Lowly-paid win backing of heads
Headteachers are on a collision course with local authorities which are using a job-evaluation scheme to impose pay cuts on school support staff.
The scheme forms part of the 1997 single-status agreement which provides a national framework for setting local government workers’ pay and conditions but leaves many of the details up for local negotiations. National employers have advised authorities to involve schools in evaluating the jobs of their support staff but this does not always happen.
Kerry George, assistant secretary of the National Association of Head Teachers, says:“In the worst cases we’ve had reported to us, the authorities are really putting pressure on schools to use the pay rates they want to use.
“In all but one of the cases that have come to me, the authorities have wanted to pay less than the schools were paying or wanted to pay their support staff.”
In the current tight labour market, headteachers are especially concerned when they are told to pay new appointees less than serving staff, she says.
The National Bursars’ Association is also up in arms over the job-evaluation scheme and the limited consultation there has been with those affected. Peter Rickard, the association’s secretary, says: “Some LEAs have looked at bursars’ jobs and tried to relate them to jobs in local government county halls, but a school bursar’s job is absolutely unique. It carries much wider responsibilities than the job of someone who is working in a big county hall department.”
Mr Rickard claims that some LEAs have invited bursars to accept pay cuts after evaluating their jobs. He will not reveal how large these cuts have been, but says: “It is inappropriate for an LEA to attempt to set salaries for school bursars when this matter should be with heads and governors.”
The NAHT has advised schools that they do not have to toe the local authority line. The School Standards and Framework Act gives governing bodies responsibility for employing support staff and determining their pay - although they do have to select from one of the pay grades on offer through the local authority.
Authorities sometimes warn schools that opting out of the job-evaluation scheme could make them vulnerable to equal pay claims. But as Kerry George points out, to make a successful claim under sex-discrimination legislation an employee needs to find a comparator of the opposite sex, which is difficult with groups such as nursery nurses or classroom assistants.

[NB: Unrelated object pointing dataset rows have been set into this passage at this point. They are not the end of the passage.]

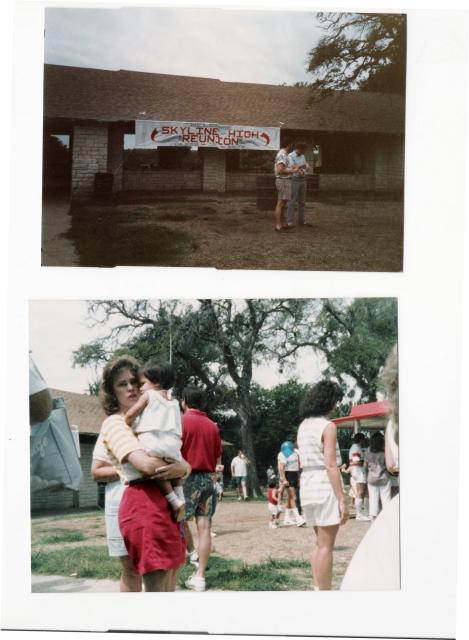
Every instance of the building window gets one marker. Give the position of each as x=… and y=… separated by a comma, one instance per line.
x=56, y=162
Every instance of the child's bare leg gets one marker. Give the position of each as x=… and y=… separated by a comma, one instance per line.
x=177, y=503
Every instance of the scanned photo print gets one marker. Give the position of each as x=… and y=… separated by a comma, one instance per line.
x=214, y=445
x=252, y=140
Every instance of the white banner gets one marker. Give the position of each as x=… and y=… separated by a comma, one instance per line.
x=150, y=134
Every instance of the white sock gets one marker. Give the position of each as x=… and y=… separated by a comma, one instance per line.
x=173, y=500
x=179, y=491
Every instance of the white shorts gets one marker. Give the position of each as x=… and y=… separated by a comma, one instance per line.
x=325, y=514
x=115, y=542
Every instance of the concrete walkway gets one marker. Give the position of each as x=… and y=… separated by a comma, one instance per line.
x=61, y=584
x=57, y=251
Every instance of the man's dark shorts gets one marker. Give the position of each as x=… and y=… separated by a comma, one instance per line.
x=199, y=494
x=292, y=478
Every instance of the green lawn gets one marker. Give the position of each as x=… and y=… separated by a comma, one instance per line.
x=222, y=574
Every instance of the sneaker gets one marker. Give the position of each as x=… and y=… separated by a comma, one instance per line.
x=289, y=523
x=195, y=583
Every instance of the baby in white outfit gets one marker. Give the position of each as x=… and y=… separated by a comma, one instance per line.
x=159, y=426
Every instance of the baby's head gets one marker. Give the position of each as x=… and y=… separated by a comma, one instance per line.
x=159, y=375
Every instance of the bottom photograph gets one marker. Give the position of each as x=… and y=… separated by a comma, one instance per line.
x=214, y=445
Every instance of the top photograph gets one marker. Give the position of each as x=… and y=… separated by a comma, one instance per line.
x=219, y=138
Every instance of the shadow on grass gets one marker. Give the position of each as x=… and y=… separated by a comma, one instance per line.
x=107, y=237
x=223, y=574
x=81, y=562
x=235, y=575
x=63, y=536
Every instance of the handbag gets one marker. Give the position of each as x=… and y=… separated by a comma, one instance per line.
x=54, y=458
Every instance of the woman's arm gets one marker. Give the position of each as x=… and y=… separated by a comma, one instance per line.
x=173, y=470
x=329, y=438
x=103, y=471
x=136, y=409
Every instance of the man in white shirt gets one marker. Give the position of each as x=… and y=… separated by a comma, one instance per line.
x=239, y=471
x=358, y=475
x=297, y=160
x=283, y=173
x=288, y=463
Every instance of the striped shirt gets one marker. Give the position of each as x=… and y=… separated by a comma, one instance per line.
x=119, y=441
x=315, y=486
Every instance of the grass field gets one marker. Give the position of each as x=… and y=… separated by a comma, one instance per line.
x=345, y=232
x=246, y=555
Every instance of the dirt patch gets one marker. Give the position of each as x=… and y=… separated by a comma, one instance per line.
x=352, y=232
x=242, y=533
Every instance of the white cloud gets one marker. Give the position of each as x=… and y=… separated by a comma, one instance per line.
x=243, y=46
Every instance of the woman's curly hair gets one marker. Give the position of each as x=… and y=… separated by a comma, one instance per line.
x=320, y=399
x=110, y=371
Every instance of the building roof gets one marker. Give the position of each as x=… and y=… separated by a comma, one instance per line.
x=76, y=93
x=371, y=414
x=82, y=410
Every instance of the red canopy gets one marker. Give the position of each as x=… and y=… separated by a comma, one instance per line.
x=366, y=412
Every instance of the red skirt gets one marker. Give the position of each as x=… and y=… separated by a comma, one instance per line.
x=154, y=541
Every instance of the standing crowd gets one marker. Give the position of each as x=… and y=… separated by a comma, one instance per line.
x=290, y=169
x=161, y=461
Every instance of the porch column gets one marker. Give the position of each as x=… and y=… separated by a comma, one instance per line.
x=214, y=170
x=89, y=156
x=116, y=156
x=389, y=164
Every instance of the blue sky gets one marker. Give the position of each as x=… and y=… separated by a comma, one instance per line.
x=58, y=327
x=232, y=45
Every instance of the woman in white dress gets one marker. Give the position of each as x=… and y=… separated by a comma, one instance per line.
x=321, y=487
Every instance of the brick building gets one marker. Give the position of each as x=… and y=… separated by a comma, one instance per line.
x=356, y=139
x=86, y=413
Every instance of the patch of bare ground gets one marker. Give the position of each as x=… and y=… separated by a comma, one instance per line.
x=242, y=533
x=343, y=233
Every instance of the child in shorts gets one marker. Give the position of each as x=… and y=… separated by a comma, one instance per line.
x=273, y=505
x=159, y=426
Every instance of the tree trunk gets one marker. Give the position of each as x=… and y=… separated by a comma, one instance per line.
x=246, y=416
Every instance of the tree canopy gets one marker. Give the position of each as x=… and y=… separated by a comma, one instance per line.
x=365, y=51
x=218, y=344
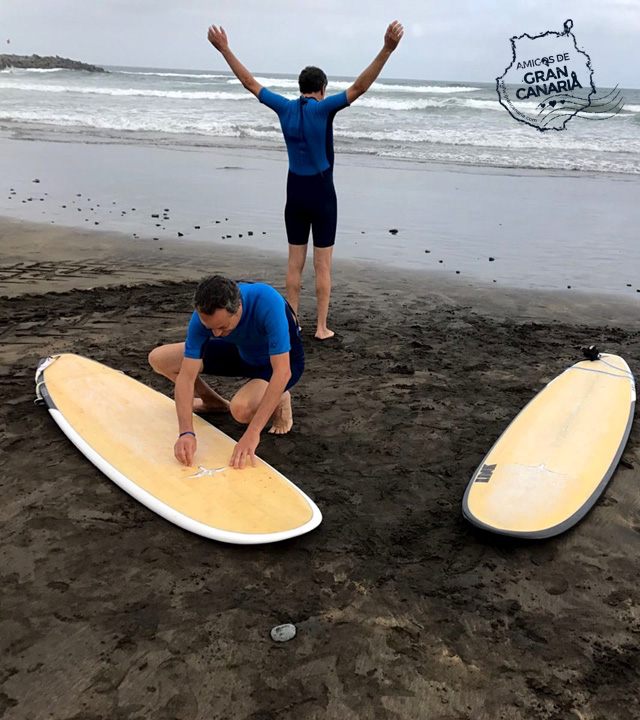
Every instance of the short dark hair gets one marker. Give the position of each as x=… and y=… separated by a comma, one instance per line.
x=312, y=79
x=217, y=292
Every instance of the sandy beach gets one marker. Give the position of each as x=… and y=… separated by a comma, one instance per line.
x=403, y=610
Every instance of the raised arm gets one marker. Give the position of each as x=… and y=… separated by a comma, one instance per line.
x=218, y=38
x=366, y=78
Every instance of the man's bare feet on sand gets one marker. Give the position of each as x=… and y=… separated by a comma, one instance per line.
x=324, y=334
x=282, y=418
x=219, y=406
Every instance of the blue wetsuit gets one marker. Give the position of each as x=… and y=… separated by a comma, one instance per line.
x=307, y=125
x=267, y=327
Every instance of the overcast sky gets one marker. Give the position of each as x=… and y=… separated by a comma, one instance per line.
x=450, y=40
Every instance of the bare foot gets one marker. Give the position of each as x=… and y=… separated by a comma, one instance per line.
x=282, y=418
x=215, y=405
x=324, y=334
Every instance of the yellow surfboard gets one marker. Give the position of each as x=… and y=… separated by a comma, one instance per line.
x=128, y=431
x=551, y=464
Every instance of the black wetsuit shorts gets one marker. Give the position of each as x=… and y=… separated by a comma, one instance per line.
x=311, y=205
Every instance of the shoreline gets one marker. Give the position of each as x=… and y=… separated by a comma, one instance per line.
x=112, y=259
x=34, y=132
x=519, y=229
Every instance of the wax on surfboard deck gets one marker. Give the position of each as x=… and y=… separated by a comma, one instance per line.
x=553, y=461
x=128, y=431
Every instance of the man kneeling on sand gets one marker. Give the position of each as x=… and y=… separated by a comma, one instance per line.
x=237, y=330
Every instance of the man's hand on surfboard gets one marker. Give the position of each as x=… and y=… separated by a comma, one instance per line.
x=218, y=38
x=245, y=449
x=185, y=449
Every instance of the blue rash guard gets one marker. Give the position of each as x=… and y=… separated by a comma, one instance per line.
x=307, y=126
x=267, y=327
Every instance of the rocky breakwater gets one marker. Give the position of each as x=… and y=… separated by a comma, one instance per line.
x=44, y=63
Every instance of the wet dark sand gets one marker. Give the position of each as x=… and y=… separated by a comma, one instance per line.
x=403, y=610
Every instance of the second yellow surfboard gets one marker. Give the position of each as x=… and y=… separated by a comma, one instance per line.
x=550, y=465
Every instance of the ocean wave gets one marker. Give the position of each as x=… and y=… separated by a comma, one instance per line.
x=169, y=74
x=448, y=103
x=127, y=92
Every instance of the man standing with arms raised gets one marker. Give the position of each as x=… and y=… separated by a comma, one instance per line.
x=311, y=197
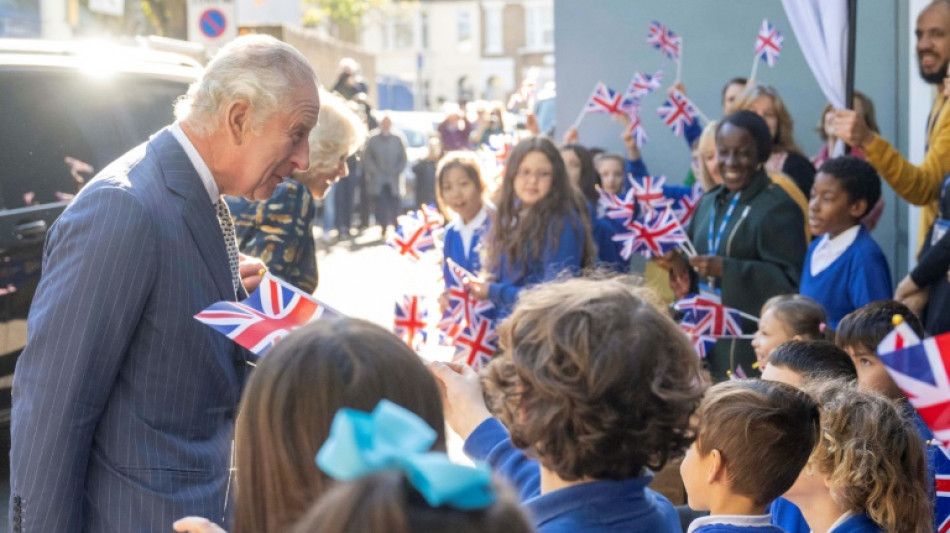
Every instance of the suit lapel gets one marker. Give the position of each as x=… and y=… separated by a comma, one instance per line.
x=198, y=212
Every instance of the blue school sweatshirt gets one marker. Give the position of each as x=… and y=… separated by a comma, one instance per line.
x=595, y=507
x=565, y=254
x=454, y=247
x=856, y=278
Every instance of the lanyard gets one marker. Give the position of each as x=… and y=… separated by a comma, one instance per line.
x=714, y=243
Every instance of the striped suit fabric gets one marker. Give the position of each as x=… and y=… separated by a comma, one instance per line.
x=124, y=405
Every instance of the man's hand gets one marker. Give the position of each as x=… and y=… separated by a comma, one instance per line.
x=707, y=265
x=462, y=398
x=851, y=128
x=252, y=270
x=196, y=524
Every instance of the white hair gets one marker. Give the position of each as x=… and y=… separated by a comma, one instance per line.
x=339, y=132
x=257, y=68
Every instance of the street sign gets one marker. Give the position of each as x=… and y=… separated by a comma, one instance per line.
x=212, y=22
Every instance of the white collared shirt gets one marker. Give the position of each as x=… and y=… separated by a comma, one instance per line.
x=761, y=520
x=829, y=249
x=203, y=171
x=467, y=231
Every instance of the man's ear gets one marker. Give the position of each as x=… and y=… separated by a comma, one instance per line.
x=238, y=120
x=859, y=208
x=717, y=468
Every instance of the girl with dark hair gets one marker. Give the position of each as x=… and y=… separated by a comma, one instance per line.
x=541, y=226
x=288, y=406
x=749, y=234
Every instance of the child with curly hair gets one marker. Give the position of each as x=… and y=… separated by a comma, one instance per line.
x=868, y=472
x=598, y=387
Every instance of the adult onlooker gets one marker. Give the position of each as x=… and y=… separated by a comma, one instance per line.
x=124, y=404
x=918, y=184
x=786, y=156
x=384, y=160
x=279, y=231
x=456, y=131
x=749, y=234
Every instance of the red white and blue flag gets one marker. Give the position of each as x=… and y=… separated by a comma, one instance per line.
x=677, y=112
x=707, y=316
x=686, y=205
x=768, y=43
x=476, y=345
x=269, y=314
x=643, y=84
x=659, y=233
x=941, y=465
x=606, y=100
x=664, y=40
x=921, y=371
x=648, y=191
x=410, y=321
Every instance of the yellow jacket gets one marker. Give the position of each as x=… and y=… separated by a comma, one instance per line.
x=919, y=185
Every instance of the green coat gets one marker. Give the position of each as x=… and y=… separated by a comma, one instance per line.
x=763, y=248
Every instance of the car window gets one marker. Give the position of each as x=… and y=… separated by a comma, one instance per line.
x=49, y=116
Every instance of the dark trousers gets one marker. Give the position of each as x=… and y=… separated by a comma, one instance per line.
x=386, y=207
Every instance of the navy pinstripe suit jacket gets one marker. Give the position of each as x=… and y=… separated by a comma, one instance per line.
x=123, y=403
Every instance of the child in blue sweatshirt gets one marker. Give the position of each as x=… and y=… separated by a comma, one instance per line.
x=594, y=384
x=868, y=473
x=754, y=437
x=844, y=269
x=540, y=229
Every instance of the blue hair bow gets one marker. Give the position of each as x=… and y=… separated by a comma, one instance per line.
x=393, y=438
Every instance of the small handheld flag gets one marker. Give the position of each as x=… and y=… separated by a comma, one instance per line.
x=410, y=321
x=269, y=314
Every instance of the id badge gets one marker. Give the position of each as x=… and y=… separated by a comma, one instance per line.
x=941, y=225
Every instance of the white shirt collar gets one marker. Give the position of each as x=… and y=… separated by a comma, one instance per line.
x=203, y=171
x=841, y=520
x=828, y=249
x=467, y=231
x=731, y=520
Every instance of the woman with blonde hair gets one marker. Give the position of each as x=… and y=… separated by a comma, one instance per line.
x=279, y=231
x=786, y=156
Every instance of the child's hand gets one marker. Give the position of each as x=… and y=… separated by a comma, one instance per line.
x=196, y=524
x=462, y=398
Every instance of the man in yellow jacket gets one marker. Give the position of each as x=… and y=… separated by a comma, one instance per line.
x=918, y=184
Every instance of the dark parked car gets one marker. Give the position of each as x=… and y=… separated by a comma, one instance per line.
x=66, y=111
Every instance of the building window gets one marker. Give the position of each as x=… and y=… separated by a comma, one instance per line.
x=494, y=27
x=539, y=25
x=464, y=19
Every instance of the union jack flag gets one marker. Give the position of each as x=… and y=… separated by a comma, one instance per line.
x=606, y=100
x=269, y=314
x=412, y=238
x=648, y=191
x=658, y=234
x=636, y=127
x=709, y=317
x=768, y=43
x=643, y=84
x=920, y=370
x=410, y=321
x=664, y=40
x=686, y=205
x=941, y=465
x=677, y=112
x=476, y=345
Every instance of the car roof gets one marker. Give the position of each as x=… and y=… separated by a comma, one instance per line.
x=97, y=56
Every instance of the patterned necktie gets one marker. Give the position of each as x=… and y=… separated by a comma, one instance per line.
x=227, y=228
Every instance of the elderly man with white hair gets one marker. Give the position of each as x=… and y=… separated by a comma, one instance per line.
x=279, y=231
x=124, y=405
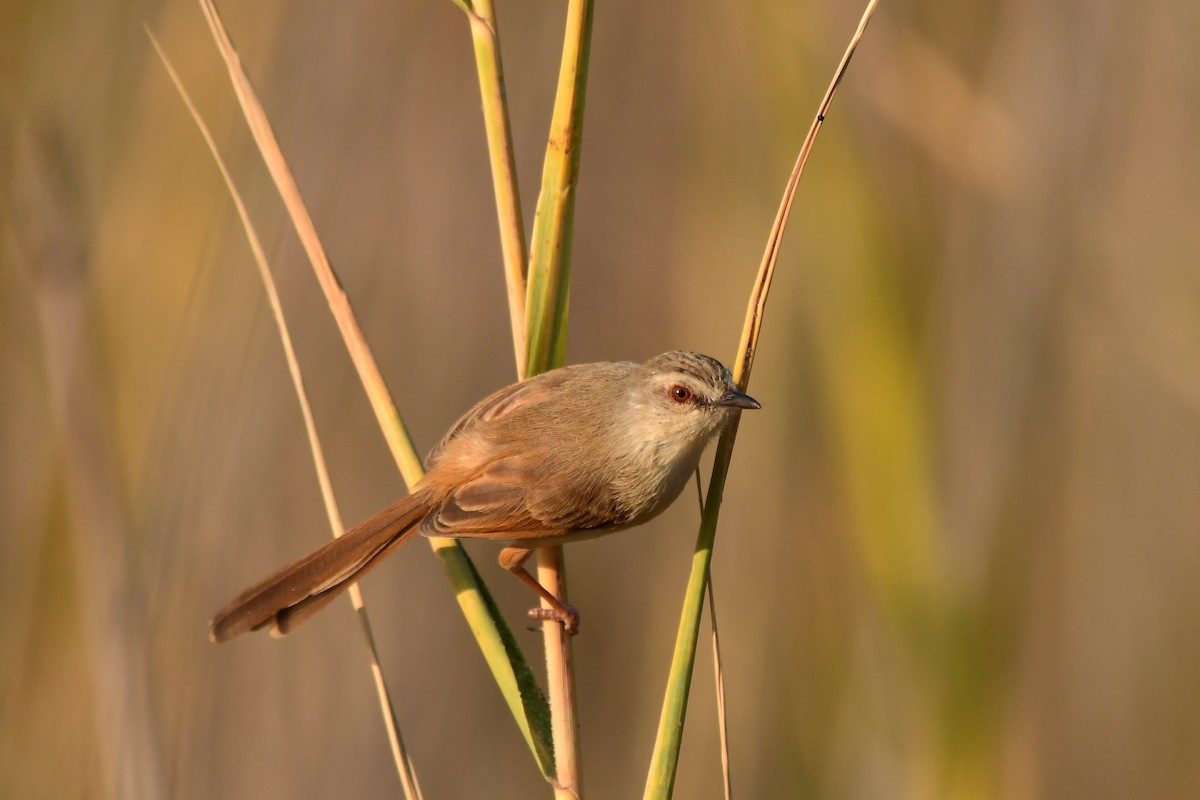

At the root of the growing tension between schools and LEAs over the single-status agreement is the anomaly that makes LEAs the employers of staff in community schools but gives governing bodies responsibility for day-to-day staff management.
Maureen Cooper, director of Education Personnel Management, says some authorities still act as if they have complete control of all staffing matters.
She gives the example of a governing body that wanted to raise the pay of the school’s bursar and instructed the LEA to do this. The authority flatly refused. Ms Cooper says: “I think that’s probably happening not infrequently around the country, where the LEA has not moved from the old position that they are the gatekeepers in terms of how much people are paid and how they are employed.”